Sejak bulan Desember 2014 hingga bulan Januari 2015, Tim Penertiban berhasil membongkar kasus-kasus penyalahgunaan trafik-trafik terminasi internasional (RTTI). Beberapa kasus yang dibongkar adalah kasus RTTI di wilayah Indramayu, Bogor dan Jakarta. Kasus di Jakarta merupakan yang terbesar di mana pendapatan pelaku pada bulan Desember dari satu partner saja di luar negeri sebesar U$ 25,362 atau setara sekitar Rp 323.347.680,-.
Dugaan pelanggaran yang disangkakan terhadap UU 36 tahun 1999 tentang telekomunikasi adalah Pasal 11 ayat (1), Pasal 22 dan Pasal 32 ayat (1) dengan ancaman hukuman berdasarkan pasal 47, pasal 50 dan pasal 52 berupa penjara maksimal selama 6 tahun dan atau denda paling banyak Rp 600 juta.
Tindakan yang dilakukan oleh tim penertiban salah satunya agar membuat jera para penyelenggara telekomunikasi illegal yang menggunakan perangkat telekomunikasi tanpa izin. Hal ini berakibat menyedot dana masyarakat luas dan berimplikasi timbulnya kerugian negara, misalnya penyelenggara ilegal dimaksud tidak membayar pajak dan kewajiban membayar BHP Jasa Telekomunikasi, USO, dan biaya sertifikasi perangkat telekomunikasi (PNBP).
Bahwa tindakan yang dilakukan oleh Tim Penertiban selaku PPNS di lingkungan Kemkominfo bersama dengan Korwas Polda Metro Jaya merupakan langkah yang tepat untuk mencegah tindak pidana bidang Telekomunikasi sebagaimana ditegaskan dalam Undang-undang Nomor 36 Tahun 1999 tentang Telekomunikasi.
Gugatan Praperadilan
Di tengah proses penegakan hukum yang dilaksanakan oleh Tim Penertiban dimaksud Penyidik Pegawai Negeri Sipil (PPNS) yang menangani perkara ini dipraperadilankan oleh tersangka melalui gugatan praperadilan ke Pengadilan Negeri Jakarta Timur pada 15 Desember 2015.
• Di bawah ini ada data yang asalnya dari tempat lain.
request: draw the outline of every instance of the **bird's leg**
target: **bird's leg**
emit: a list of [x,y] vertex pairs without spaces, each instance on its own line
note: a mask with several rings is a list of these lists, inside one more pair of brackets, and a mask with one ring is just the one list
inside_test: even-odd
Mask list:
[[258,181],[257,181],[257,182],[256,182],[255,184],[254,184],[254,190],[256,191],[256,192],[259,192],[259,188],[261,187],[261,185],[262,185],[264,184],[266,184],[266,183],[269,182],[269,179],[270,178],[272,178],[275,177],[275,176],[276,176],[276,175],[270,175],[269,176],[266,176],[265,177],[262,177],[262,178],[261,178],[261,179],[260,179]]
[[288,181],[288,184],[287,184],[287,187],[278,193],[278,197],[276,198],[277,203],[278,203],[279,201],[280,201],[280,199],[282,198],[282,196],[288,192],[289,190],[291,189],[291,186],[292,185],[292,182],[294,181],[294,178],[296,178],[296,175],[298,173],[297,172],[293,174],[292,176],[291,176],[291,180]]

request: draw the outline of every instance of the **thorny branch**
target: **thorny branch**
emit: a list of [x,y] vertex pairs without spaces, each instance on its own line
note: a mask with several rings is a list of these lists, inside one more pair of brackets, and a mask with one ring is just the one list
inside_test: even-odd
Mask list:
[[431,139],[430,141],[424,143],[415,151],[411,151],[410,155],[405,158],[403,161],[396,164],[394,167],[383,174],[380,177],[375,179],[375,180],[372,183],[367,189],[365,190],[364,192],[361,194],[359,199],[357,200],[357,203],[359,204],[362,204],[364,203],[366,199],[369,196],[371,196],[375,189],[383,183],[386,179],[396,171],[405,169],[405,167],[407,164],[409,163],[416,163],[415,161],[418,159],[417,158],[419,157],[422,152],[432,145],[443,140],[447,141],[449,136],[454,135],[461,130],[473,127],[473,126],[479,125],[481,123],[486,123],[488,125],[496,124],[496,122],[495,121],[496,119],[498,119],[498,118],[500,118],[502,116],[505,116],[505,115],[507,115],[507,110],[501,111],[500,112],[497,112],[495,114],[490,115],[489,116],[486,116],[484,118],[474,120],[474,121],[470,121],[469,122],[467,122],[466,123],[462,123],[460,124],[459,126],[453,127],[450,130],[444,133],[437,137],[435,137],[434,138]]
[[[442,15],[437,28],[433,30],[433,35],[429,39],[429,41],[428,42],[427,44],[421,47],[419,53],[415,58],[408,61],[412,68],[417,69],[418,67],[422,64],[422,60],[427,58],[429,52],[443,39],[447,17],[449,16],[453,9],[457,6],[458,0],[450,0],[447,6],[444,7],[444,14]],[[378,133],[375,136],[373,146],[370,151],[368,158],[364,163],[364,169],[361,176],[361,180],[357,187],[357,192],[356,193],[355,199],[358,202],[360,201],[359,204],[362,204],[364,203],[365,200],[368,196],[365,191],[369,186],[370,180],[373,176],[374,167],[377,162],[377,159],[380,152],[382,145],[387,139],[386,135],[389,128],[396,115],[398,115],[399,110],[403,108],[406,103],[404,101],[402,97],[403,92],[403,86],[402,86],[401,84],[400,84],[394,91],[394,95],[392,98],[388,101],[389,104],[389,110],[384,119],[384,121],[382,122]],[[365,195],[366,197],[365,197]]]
“Intinya pemohon tidak setuju terhadap upaya paksa berdasarkan UU Telekomunikasi dan KUHAP yang dilakukan penyidik kepada tersangka yang antara lain upaya paksa penggeledahan, penyitaan dan penetapan tersangka,” kata Ismail.
Tim Penertiban lintas Direktorat Jenderal bersama dengan Korwas PPNS Polda Metro Jaya pada saat ini, dalam menghadapi gugatan itu, sedang mempersiapkan segala materi jawaban, duplik, kesimpulan maupun alat-alat bukti, saksi dan ahli dalam persidangan yang pada saat ini masih berjalan.
Hal ini diperlukan agar tindakan penyidikan yang telah dilakukan bersama tersebut tetap sah di hadapan hukum dan sesuai dengan peraturan perundang-undangan yang berlaku baik Hukum Acara Pidana maupun Hukum Telekomunikasi.
"Besar harapan masyarakat kepada hakim yang mengadili perkara ini, agar benar-benar cermat dan dengan hati nurani sehingga dalam memutuskan gugatan tersebut mengacu pada peraturan perundang-undangan dan berpihak pada kepentingan negara, karena tindakan yang dilakukan tersangka dalam kasus ini jelas-jelas merugikan masyarakat telekomunikasi Indonesia khususnya industri telekomunikasi," ujar Ismail.

Segala sesuatu jika ingin dilakukan dengan benar harus memperhatikan elemen-elemen yang terkait dengan tindakan yang dilakukan, sebagai contoh kasus diatas, sebelum melakukan kegiatan usaha dibidang telekomunikasi baiknya berkonsultasi terlebih dahulu dengan pakar hukum hal ini dapat mencegah masalah yang mungkin timbul dikemudian hari.